Tribunal Member Norman Trerise made a number of important findings, including:
- Unlike the South Asian and white workers, the African workers were not paid all of the wages they were owed. It is more probable than not that Khaira chose to pay its South Asian and white workers out in full rather than to equally distribute available funds amongst all of the workers in order to preserve its relationship with South Asian and white workers because it valued those relationships more than its relationships with the African workers.
- The African workers were subjected to racial slurs and racial harassment.
- Khaira had a duty to ensure a respectful workplace and erase a poisonous workplace environment. Khaira failed in its obligations to normalize the working environment for its workers and is responsible for the discrimination of its principals against its African workers and white female worker.
- The complaint was fully justified due to the discrimination endured by the workers.
- The Complainants were not motivated by money in pursuing this complaint.
Sarah Khan, one of the lawyers representing the Complainants, said “We are very pleased that the Tribunal has recognized that the discrimination the workers endured harmed their dignity and self worth.”
We are very pleased that the Tribunal has recognized that the discrimination the workers endured harmed their dignity and self worth.

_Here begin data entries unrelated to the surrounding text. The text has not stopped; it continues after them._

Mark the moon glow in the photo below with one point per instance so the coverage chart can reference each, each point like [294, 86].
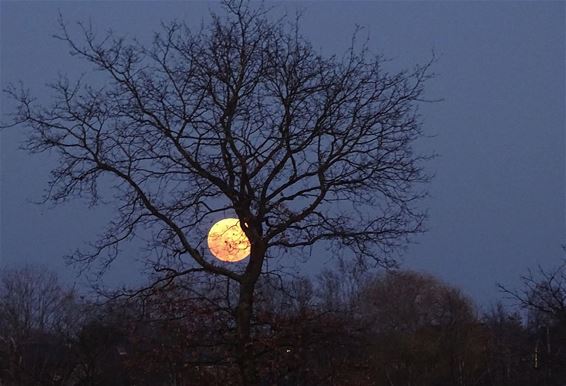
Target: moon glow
[227, 241]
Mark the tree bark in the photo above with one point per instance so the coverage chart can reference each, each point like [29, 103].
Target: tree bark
[244, 313]
[246, 360]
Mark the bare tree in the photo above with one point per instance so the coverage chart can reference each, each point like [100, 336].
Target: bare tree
[242, 117]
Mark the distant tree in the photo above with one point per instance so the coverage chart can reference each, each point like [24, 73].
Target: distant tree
[36, 316]
[419, 331]
[244, 117]
[543, 296]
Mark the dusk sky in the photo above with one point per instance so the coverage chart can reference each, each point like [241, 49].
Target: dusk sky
[497, 204]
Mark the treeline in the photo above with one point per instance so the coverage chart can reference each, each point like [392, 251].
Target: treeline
[344, 328]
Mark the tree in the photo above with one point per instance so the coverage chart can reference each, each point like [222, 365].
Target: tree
[419, 331]
[36, 313]
[243, 117]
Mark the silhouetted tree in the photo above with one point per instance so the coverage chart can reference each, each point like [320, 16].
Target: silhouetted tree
[242, 117]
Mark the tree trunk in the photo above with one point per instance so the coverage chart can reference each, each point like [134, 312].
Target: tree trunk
[244, 313]
[246, 360]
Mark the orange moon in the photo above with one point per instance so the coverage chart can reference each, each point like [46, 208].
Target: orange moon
[227, 241]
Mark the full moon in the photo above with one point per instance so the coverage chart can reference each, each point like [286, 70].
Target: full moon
[227, 241]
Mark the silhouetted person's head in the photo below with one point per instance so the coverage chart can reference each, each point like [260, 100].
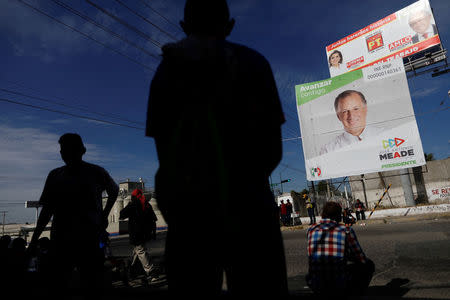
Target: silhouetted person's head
[5, 240]
[72, 148]
[207, 18]
[332, 210]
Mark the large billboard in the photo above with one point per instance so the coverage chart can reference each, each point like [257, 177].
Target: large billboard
[401, 34]
[358, 122]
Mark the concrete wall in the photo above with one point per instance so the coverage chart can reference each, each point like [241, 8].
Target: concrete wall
[435, 184]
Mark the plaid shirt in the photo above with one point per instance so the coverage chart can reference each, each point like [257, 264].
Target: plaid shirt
[330, 246]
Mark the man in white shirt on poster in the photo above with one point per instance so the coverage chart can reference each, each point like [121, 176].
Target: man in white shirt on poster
[420, 22]
[351, 110]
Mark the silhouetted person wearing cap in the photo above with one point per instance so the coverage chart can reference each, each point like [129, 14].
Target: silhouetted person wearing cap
[72, 195]
[215, 114]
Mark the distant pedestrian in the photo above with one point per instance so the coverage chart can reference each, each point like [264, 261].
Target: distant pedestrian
[141, 221]
[347, 217]
[215, 114]
[331, 246]
[72, 196]
[360, 210]
[310, 208]
[289, 211]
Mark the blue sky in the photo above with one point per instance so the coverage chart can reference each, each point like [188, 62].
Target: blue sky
[74, 74]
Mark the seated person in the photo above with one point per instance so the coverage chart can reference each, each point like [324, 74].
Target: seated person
[337, 264]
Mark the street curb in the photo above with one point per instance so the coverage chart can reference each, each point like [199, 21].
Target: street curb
[382, 220]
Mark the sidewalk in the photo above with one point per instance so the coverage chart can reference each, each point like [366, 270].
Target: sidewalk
[392, 215]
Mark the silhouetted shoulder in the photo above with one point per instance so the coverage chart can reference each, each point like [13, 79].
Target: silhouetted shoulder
[253, 56]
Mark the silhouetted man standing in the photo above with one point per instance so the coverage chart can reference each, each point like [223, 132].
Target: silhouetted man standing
[215, 114]
[72, 195]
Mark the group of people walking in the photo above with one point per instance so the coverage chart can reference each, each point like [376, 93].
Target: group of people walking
[201, 81]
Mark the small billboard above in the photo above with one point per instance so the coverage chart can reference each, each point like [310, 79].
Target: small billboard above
[399, 35]
[359, 122]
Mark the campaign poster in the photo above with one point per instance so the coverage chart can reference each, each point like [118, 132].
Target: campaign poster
[401, 34]
[359, 122]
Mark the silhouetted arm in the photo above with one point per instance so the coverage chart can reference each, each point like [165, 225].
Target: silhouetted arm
[43, 219]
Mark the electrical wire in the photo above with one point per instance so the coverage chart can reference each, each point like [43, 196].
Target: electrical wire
[395, 119]
[130, 27]
[65, 105]
[146, 20]
[69, 114]
[92, 21]
[159, 14]
[117, 116]
[85, 35]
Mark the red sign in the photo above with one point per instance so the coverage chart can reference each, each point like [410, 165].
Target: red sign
[354, 62]
[374, 42]
[363, 31]
[407, 51]
[400, 42]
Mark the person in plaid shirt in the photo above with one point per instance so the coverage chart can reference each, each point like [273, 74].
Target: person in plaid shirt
[337, 263]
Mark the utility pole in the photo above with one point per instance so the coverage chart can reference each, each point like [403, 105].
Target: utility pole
[3, 223]
[407, 188]
[281, 183]
[363, 181]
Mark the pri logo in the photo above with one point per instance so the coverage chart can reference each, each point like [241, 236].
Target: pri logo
[316, 171]
[374, 42]
[390, 143]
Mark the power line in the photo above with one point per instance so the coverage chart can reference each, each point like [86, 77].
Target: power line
[395, 119]
[90, 20]
[159, 14]
[146, 20]
[69, 114]
[291, 139]
[130, 27]
[86, 35]
[81, 108]
[65, 105]
[293, 169]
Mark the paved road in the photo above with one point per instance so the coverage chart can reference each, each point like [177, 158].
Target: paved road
[415, 252]
[418, 251]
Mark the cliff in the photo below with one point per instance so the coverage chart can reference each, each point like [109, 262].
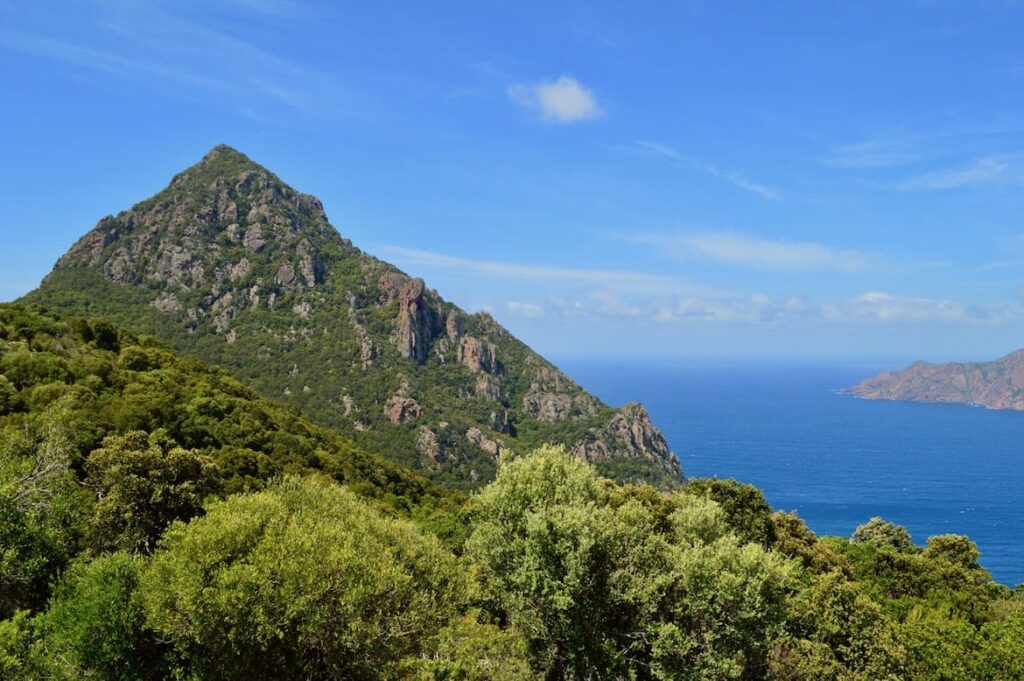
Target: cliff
[231, 265]
[997, 384]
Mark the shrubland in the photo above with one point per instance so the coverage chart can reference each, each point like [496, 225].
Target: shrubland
[158, 519]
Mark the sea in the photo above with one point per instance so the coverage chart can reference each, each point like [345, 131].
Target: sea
[837, 460]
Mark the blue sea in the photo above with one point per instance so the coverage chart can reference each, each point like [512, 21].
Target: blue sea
[834, 458]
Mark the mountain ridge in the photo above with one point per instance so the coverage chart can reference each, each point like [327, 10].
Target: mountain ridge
[230, 264]
[995, 384]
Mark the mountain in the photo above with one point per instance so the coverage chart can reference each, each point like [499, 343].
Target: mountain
[997, 384]
[231, 265]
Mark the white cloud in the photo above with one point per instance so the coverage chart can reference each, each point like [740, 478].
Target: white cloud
[561, 100]
[620, 280]
[524, 309]
[871, 154]
[740, 250]
[981, 171]
[878, 306]
[733, 178]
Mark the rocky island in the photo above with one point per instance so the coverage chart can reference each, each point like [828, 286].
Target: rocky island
[996, 384]
[231, 265]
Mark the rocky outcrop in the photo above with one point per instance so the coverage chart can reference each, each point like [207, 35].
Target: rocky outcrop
[228, 249]
[476, 436]
[428, 447]
[997, 384]
[478, 355]
[630, 434]
[401, 410]
[553, 396]
[416, 322]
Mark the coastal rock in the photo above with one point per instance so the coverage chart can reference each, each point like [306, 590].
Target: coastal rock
[553, 396]
[238, 262]
[629, 434]
[997, 384]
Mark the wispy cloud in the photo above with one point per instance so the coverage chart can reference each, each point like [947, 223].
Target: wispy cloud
[980, 171]
[161, 43]
[872, 154]
[620, 280]
[560, 100]
[756, 253]
[524, 308]
[873, 307]
[881, 307]
[733, 178]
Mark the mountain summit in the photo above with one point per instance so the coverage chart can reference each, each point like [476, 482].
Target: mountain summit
[231, 265]
[996, 384]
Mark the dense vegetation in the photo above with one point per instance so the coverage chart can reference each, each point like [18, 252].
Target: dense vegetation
[230, 265]
[158, 519]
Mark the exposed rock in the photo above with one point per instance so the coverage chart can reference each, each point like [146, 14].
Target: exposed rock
[492, 447]
[240, 269]
[167, 303]
[487, 386]
[453, 327]
[181, 251]
[501, 422]
[997, 384]
[428, 445]
[477, 355]
[416, 322]
[254, 238]
[629, 434]
[368, 351]
[389, 285]
[401, 410]
[308, 265]
[285, 275]
[552, 396]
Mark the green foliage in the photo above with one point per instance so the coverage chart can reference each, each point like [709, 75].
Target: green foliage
[94, 627]
[142, 483]
[302, 579]
[745, 508]
[602, 590]
[795, 539]
[469, 650]
[109, 441]
[882, 533]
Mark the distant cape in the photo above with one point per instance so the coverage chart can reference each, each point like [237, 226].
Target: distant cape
[996, 384]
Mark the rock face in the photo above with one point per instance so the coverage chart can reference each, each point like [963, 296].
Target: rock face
[997, 384]
[553, 396]
[401, 410]
[416, 322]
[231, 265]
[629, 434]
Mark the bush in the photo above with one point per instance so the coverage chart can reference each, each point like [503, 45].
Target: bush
[302, 580]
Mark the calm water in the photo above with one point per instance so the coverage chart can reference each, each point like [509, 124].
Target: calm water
[835, 459]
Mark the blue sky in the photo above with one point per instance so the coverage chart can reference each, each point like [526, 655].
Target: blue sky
[818, 179]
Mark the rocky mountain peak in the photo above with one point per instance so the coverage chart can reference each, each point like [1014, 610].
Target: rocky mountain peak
[231, 264]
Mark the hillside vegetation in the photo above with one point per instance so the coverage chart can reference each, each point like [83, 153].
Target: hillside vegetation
[231, 265]
[161, 520]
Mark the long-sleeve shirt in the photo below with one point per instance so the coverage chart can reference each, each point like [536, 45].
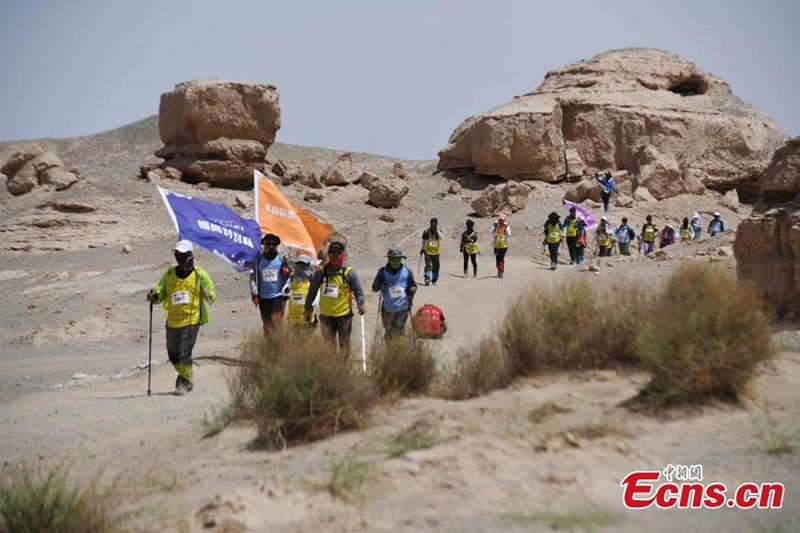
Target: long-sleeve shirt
[351, 278]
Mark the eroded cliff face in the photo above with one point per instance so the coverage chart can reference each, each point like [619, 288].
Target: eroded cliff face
[767, 246]
[604, 112]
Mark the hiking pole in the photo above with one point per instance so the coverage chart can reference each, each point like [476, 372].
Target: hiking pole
[363, 347]
[150, 350]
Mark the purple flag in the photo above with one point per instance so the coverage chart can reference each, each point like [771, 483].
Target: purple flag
[215, 227]
[583, 214]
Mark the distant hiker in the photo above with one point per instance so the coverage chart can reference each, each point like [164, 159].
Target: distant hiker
[667, 236]
[469, 248]
[184, 290]
[686, 231]
[501, 233]
[429, 322]
[606, 181]
[299, 284]
[553, 237]
[605, 240]
[716, 225]
[397, 286]
[624, 234]
[269, 280]
[573, 227]
[337, 282]
[697, 225]
[649, 234]
[431, 246]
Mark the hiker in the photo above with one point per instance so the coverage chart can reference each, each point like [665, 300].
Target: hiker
[269, 279]
[624, 234]
[686, 231]
[573, 227]
[697, 225]
[338, 282]
[299, 283]
[501, 232]
[604, 239]
[396, 283]
[431, 245]
[716, 225]
[553, 237]
[667, 236]
[184, 290]
[469, 248]
[649, 233]
[606, 182]
[429, 322]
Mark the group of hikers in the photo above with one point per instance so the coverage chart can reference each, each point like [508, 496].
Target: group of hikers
[324, 296]
[312, 296]
[573, 230]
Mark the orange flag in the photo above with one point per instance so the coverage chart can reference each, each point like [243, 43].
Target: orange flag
[275, 214]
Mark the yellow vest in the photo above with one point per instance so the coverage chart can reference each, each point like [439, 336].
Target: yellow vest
[432, 243]
[572, 227]
[500, 240]
[553, 233]
[183, 300]
[334, 298]
[297, 303]
[471, 247]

“This decision is a victory for the Khaira workers. The BC Federation of Labour has been involved with this case from the start and I am relieved that the efforts of these workers to stand up for their dignity and rights have been rewarded,” said Jim Sinclair President of the BC Federation of Labour. “But we need to remember that the conditions that led to this deplorable situation are still in place today. The provincial government needs to step up to the plate, apologize to these workers and immediately pay them the money ordered by the Human Rights Tribunal. These workers were planting trees under contract from the provincial government and they were working on public lands.”